Nuclear Techniques ›› 2014, Vol. 37 ›› Issue (06): 60602-060602.doi: 10.11889/j.0253-3219.2014.hjs.37.060602

• NUCLEAR ENERGY SCIENCE AND ENGINEERING • Previous Articles     Next Articles

Corrosion behaviour of Ti3SiC2 and Ti3AlC2 with LiF-NaF-KF molten salt

LI Ling1,2 YU Guojun1 ZHOU Xingtai1   

  1. 1(Key Laboratory of Nuclear Radiation and Nuclear Energy Technology, Shanghai Institute of Applied Physics, Chinese Academy of Sciences, Jiading Campus, Shanghai 201800, China) 2(University of Chinese Academy of Sciences, Beijing 100049, China)
  • Received:2014-03-19 Revised:2014-04-11 Online:2014-06-10 Published:2014-06-04
  • Supported by:

    the Major State Basic Research Development Program of China (National Project 973);the Strategically Leading Program of the Chinese Academy of Science

Abstract: Background: Recently, the molten salt reactor (MSR), a generation IV fission reactor candidate, has drawn much attention because of its intrinsic safety.
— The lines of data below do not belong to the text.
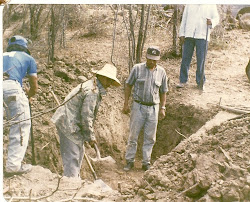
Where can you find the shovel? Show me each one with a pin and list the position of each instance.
(203, 65)
(98, 158)
(97, 181)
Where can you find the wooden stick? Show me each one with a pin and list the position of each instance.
(183, 192)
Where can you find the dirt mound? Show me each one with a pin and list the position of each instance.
(212, 166)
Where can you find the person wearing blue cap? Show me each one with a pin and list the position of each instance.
(17, 63)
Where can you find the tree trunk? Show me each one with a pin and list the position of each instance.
(140, 36)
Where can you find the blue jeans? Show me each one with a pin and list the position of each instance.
(17, 106)
(72, 156)
(142, 117)
(187, 54)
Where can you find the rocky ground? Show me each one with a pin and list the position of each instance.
(200, 155)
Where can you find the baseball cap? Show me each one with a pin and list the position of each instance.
(19, 40)
(153, 53)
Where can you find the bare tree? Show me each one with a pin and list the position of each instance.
(35, 14)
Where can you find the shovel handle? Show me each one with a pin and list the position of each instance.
(98, 155)
(90, 166)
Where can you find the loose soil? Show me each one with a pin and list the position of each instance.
(194, 159)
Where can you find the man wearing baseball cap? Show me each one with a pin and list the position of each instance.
(75, 119)
(149, 99)
(17, 63)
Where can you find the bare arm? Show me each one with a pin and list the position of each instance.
(163, 98)
(33, 86)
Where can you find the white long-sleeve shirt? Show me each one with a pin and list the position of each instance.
(194, 20)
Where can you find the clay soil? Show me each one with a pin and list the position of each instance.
(199, 155)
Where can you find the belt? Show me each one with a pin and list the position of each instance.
(145, 103)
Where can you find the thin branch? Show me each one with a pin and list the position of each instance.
(114, 32)
(42, 113)
(180, 134)
(183, 192)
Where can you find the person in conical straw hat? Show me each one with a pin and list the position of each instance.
(74, 120)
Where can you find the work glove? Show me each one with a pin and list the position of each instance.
(92, 143)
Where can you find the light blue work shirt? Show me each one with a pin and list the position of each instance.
(75, 119)
(17, 64)
(148, 84)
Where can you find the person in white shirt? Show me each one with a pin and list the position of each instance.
(197, 22)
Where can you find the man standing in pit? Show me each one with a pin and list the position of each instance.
(17, 62)
(149, 95)
(75, 119)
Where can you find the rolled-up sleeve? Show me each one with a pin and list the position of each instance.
(164, 86)
(88, 116)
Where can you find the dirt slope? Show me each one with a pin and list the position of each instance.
(211, 165)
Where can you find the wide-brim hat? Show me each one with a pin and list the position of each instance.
(110, 72)
(153, 53)
(19, 40)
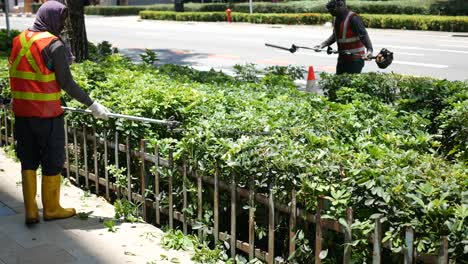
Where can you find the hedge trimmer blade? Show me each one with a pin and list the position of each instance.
(292, 49)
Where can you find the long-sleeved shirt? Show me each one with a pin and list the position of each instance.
(55, 59)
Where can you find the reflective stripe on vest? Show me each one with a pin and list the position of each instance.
(34, 87)
(348, 41)
(25, 51)
(35, 96)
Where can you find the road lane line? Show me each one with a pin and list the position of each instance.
(274, 62)
(224, 56)
(421, 48)
(410, 54)
(429, 65)
(455, 46)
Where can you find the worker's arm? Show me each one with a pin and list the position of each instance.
(357, 25)
(56, 60)
(329, 41)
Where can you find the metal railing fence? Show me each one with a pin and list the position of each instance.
(77, 140)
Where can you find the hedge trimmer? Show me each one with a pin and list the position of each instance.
(383, 59)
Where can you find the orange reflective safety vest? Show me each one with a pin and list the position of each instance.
(349, 41)
(34, 90)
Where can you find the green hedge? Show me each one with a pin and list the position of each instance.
(134, 10)
(420, 7)
(436, 23)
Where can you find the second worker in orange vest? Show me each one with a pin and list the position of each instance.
(354, 44)
(39, 70)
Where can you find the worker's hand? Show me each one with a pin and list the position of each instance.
(368, 55)
(318, 47)
(99, 111)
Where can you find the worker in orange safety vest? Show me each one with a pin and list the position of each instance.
(354, 44)
(39, 70)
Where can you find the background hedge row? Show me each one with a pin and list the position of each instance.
(421, 7)
(413, 22)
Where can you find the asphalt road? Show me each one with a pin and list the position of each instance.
(222, 45)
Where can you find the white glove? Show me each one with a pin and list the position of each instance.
(368, 55)
(318, 47)
(99, 111)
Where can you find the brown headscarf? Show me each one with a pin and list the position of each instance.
(49, 18)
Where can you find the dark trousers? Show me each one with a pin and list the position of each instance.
(40, 141)
(349, 66)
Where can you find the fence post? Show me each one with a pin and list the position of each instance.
(271, 226)
(156, 184)
(75, 145)
(292, 222)
(170, 194)
(216, 204)
(142, 176)
(233, 215)
(251, 218)
(348, 236)
(376, 255)
(12, 123)
(106, 163)
(318, 231)
(1, 126)
(85, 157)
(116, 149)
(199, 200)
(96, 172)
(409, 247)
(129, 176)
(6, 129)
(443, 251)
(184, 190)
(67, 154)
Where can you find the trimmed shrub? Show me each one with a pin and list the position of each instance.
(436, 23)
(418, 7)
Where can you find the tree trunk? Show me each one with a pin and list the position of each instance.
(75, 30)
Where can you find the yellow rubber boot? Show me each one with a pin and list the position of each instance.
(51, 199)
(29, 182)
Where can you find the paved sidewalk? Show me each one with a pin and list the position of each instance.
(72, 240)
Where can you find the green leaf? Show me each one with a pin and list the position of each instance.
(323, 254)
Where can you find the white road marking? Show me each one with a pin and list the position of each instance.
(421, 48)
(455, 46)
(409, 54)
(429, 65)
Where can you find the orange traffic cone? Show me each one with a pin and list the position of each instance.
(310, 80)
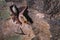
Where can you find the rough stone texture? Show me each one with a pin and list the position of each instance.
(46, 19)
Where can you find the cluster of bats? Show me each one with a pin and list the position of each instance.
(20, 11)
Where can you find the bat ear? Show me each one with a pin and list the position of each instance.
(14, 9)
However, the harsh service environment of the MSR, especially the corrosion environment, raises many challenges in terms of applying structural materials, such as intergranular cracking and embrittlement. MAX phases materials are promising structural materials that can be used in MSRs. However, the corrosion behaviour of these materials in molten LiF-NaF-KF (FLiNaK) is yet to be evaluated. Purpose: The present work is a preliminary investigation of the corrosion behaviour of MAX phase materials in molten fluoride salts and aims to understand the corrosion mechanism of MAX phases to enable their application in next generation MSR. Methods: We choose two common MAX phases: Ti3SiC2 and Ti3AlC2 as experiment subject. The corrosion tests were performed at 850 oC for 144 h in airtight graphite crucibles under an argon cover gas. Results & Conclusion: The corrosion of these two MAX phases in molten FLiNaK salt mainly showed as the corrosion of element A and then left us mostly cubic TiCx. The difference was that Ti3AlC2 lost Al entirely, however, the loss of Si in Ti3SiC2 occurred only 150 μm depth below the surface. The weight loss data showed that Ti3SiC2 had a much better corrosion resistance than Ti3AlC2.